When the source degradation is due to the presence of a speech disorder, effects of the combined degradations inherent to signal production and external degradations such as noise have been observed. McColl et al. (1998) evaluated listeners' subjective impressions of tracheoesophageal speech—a surgical-prosthetic method of speaking after a patient has undergone a total laryngectomy and tracheoesophageal puncture—relative to healthy control speech in noisy conditions. The study involved presenting listeners with both types of speech at nine SNRs that varied widely (from +65 dB SNR, or effectively quiet, to −15 dB SNR). It was found that listeners rated transesophageal speech more negatively than control speech in all conditions except the most negative SNRs of −10 and −15 dB, where the ratings converged. The effect of noise on the intelligibility of dysphonic speech—a speech signal characterized by auditory perceptual features of disordered voicing including roughness, breathiness, and strain—has also been examined. Ishikawa et al. (2017) presented listeners with speech samples from speakers with typical speech and speakers with dysphonia, in quiet conditions and at two SNRs (+5 and 0 dB). As expected, the dysphonic speech was significantly less intelligible than the typical speech, and there was a significant effect of SNR. Similarly, Lee et al. (2011) showed that spastic dysarthria is affected by background noise, with less favorable SNRs being more disruptive than more favorable SNRs. Last, the effect of noise on the intelligibility of hypokinetic dysarthric speech has also been examined (Dykstra et al., 2012). In this study, the presence of background noise had a greater impact on intelligibility of the disordered speech as compared to the control speech, suggesting that there may have been a multiplicative effect when source and environmental degradations concurrently occur.

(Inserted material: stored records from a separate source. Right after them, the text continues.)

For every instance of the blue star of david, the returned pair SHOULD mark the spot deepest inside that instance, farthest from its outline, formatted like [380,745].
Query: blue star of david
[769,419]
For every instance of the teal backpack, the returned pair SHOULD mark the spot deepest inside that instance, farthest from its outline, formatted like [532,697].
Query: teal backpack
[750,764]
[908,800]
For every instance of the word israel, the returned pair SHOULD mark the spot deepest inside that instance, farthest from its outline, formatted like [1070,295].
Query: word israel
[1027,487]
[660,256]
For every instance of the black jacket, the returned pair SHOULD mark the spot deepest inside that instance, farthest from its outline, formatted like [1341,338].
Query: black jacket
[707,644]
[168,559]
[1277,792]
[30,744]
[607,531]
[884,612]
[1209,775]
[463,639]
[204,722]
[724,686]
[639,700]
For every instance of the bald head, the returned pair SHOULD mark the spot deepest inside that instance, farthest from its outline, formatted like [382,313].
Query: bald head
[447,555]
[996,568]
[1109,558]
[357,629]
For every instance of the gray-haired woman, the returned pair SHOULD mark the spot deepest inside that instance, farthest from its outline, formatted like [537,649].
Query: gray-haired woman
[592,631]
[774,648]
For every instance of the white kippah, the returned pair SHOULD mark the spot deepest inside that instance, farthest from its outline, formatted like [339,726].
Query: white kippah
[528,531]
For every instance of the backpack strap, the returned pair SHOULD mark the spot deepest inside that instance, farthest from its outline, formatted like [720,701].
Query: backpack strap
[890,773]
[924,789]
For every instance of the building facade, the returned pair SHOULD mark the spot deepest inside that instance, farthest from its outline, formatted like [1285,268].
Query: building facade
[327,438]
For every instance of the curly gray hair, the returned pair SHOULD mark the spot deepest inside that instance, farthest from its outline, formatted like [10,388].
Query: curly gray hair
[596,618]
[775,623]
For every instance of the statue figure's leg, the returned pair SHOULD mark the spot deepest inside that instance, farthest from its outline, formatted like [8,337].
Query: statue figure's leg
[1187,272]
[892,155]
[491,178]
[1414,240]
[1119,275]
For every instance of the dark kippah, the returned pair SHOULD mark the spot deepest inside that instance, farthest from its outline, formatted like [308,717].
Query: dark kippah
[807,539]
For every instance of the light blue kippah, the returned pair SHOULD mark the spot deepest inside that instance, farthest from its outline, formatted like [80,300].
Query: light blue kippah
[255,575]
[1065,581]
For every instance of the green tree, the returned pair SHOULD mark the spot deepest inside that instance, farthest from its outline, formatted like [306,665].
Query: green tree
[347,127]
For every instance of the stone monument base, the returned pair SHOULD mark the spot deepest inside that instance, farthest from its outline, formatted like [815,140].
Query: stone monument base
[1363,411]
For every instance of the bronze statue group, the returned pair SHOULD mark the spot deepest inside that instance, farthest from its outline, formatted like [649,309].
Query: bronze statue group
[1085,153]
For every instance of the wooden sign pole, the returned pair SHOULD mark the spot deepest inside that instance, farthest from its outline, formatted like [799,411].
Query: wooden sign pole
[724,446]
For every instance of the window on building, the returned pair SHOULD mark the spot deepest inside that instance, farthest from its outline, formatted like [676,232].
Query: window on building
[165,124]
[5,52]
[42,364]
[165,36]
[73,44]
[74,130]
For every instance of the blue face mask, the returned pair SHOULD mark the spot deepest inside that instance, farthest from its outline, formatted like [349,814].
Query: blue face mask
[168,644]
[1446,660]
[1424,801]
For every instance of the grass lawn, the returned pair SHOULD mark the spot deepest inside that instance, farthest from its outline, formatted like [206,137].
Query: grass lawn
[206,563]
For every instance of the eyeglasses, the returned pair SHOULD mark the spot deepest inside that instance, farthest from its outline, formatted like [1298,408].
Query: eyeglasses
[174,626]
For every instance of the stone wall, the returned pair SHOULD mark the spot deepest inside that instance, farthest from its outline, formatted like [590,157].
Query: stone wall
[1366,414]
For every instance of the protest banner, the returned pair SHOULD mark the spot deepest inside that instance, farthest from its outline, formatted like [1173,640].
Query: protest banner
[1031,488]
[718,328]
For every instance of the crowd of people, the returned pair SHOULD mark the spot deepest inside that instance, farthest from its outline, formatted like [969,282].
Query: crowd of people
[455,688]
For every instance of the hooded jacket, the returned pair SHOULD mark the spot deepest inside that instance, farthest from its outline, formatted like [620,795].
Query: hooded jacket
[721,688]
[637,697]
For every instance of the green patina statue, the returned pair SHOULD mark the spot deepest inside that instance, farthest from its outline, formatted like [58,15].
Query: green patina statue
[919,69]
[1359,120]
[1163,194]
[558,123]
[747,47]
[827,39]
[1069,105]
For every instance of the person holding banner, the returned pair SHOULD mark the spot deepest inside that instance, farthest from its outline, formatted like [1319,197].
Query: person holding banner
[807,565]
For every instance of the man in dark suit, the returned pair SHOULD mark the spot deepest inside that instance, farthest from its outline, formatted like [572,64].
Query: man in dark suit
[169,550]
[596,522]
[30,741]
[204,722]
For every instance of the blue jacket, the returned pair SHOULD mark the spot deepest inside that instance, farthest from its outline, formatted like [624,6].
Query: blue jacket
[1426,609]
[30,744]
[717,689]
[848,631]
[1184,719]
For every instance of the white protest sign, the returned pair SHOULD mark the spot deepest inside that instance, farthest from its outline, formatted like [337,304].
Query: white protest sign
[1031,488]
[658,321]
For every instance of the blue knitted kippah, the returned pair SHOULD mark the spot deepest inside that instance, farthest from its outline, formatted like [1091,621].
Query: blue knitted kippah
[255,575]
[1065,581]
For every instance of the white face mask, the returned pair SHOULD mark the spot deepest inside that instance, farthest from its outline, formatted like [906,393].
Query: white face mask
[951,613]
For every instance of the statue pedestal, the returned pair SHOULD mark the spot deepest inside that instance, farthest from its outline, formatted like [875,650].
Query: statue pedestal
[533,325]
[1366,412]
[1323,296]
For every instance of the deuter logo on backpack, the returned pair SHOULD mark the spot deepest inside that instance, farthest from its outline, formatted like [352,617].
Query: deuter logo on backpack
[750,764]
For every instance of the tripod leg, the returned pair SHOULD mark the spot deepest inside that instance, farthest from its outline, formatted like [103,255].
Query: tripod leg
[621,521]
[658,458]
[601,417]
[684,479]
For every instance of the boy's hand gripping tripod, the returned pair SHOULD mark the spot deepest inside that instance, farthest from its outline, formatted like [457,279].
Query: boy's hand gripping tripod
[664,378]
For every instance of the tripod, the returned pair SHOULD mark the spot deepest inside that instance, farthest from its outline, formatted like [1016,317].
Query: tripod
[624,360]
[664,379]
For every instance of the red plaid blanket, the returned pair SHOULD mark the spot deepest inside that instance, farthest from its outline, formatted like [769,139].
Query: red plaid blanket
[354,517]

Regardless of the previously discussed findings, the specific nature of combined environmental and source degradation effects on intelligibility remain largely unclear. Despite an assumption that there is a multiplicative effect of these two types of degradations (e.g., Dykstra et al., 2012), the existing literature is limited and does not entirely support this speculation. The majority of studies in this area appear to simply show a shift in intelligibility for source-degraded speech in noise which parallels the shift in intelligibility for the source-degraded speech in quiet conditions. Unfortunately, these results are often obscured by the presence of ceiling or floor effects in the data (e.g., Munro, 1998; Ishikawa et al., 2017; Dykstra et al., 2012).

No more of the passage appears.